Perhaps only the impeccably perverse imagination of Curzio Malaparte could have conceived of The Kremlin Ball, which might be described as Proust in the corridors of Soviet power. The book is set at the end of the 1920s, when the Great Terror may have been nothing more than a twinkle in Stalin’s eye, but when the revolution was accompanied by a growing sense of doom. In Malaparte’s vision it is from his nightly opera box, rather than the Kremlin, that Stalin surveys Soviet high society, its scandals and amours and intrigues among beauties and bureaucrats, including the legendary ballerina Marina Semyonova and Olga Kameneva, a sister of the exiled Trotsky, who though a powerful politician is so consumed by dread that everywhere she goes she gives off the smell of rotting meat. This extraordinary court chronicle of Communist life (for which Malaparte also contemplated the title God Is a Killer) was published posthumously and appears now in English for the first time.


PRAISE

“The Kremlin Ball” is a fascinating and unique work. The narrative is fragmentary, although how much of this is because of the unfinished nature of the work is not clear. Characters come and go, their names undergoing subtle variations; there are repetitions of descriptions; and all of this reflects Moscow itself, undergoing changes of its own and in as much of a state of flux as the narrative itself. “
– Kaggsy’s Review


“Malaparte may just be the original postmodernist, at least as far as genre-crossing is concerned…A head-swirling kaleidoscope that, though fictional, is never for a moment fictitious.”
– Kirkus Reviews


“Surreal, disenchanted, on the edge of amoral, Malaparte broke literary ground for writers from Ryszard Kapuscinski to Joseph Heller.”
– Frederika Randall, The Wall Street Journal


“Malaparte enlarged the art of fiction in more perverse, inventive, and darkly liberating ways than one would imagine possible, long before novelists like Philip Roth, Robert Coover, and E. L. Doctorow began using their own and other people’s histories as Play-Doh.”
– Gary Indiana


“A scrupulous reporter? Probably not. One of the most remarkable writers of the twentieth century?
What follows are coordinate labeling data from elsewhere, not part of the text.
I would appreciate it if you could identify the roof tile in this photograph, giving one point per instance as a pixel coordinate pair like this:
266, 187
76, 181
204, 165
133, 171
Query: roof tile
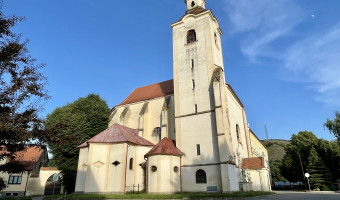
253, 163
164, 147
118, 134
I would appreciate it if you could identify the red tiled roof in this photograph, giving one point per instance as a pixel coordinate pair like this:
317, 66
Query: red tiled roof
48, 168
164, 147
194, 11
27, 157
118, 134
253, 163
149, 92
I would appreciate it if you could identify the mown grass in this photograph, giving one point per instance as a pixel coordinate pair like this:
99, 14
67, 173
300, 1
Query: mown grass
163, 196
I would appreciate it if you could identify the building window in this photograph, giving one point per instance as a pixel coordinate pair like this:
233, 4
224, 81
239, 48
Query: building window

Certainly.”
– Ian Buruma


“This is a glimpse of 1920s Moscow, among the Soviet high society. It’s the aftertaste of the revolution. Published posthumously, Malaparte’s court chronicle captures Stalin as the surveyor of every intrigue and scandal from his nightly opera box.”
The New York Times, New & Noteworthy


“Malaparte drops names, titles, and geography freely, and this version of the text has excellent notes that keep someone less familiar with Moscow and Soviet people well informed, while Jenny McPhee’s introduction helps to frame the book with Malaparte’s biography.”
– Cleaver Magazine


“Malaparte is bedeviled by the issue of religion in Russia’s new communist heart. Where does Christ fit in this loudly, mockingly atheist realm? Furthermore, where is death? Malaparte’s musings on the fate of the old guard – among them such characters as Leon Trotsky’s sister – are both referential and, thanks to Jenny McPhee’s translation, effortlessly flowing. The narrator’s speculations about the aristocrats are interwoven with colorful traceries of Moscow. As the dream of communism sours, Malaparte explores the repressed sentimentalism and despair of his hosts, and the ominous shadow of something more dangerous than idealism.”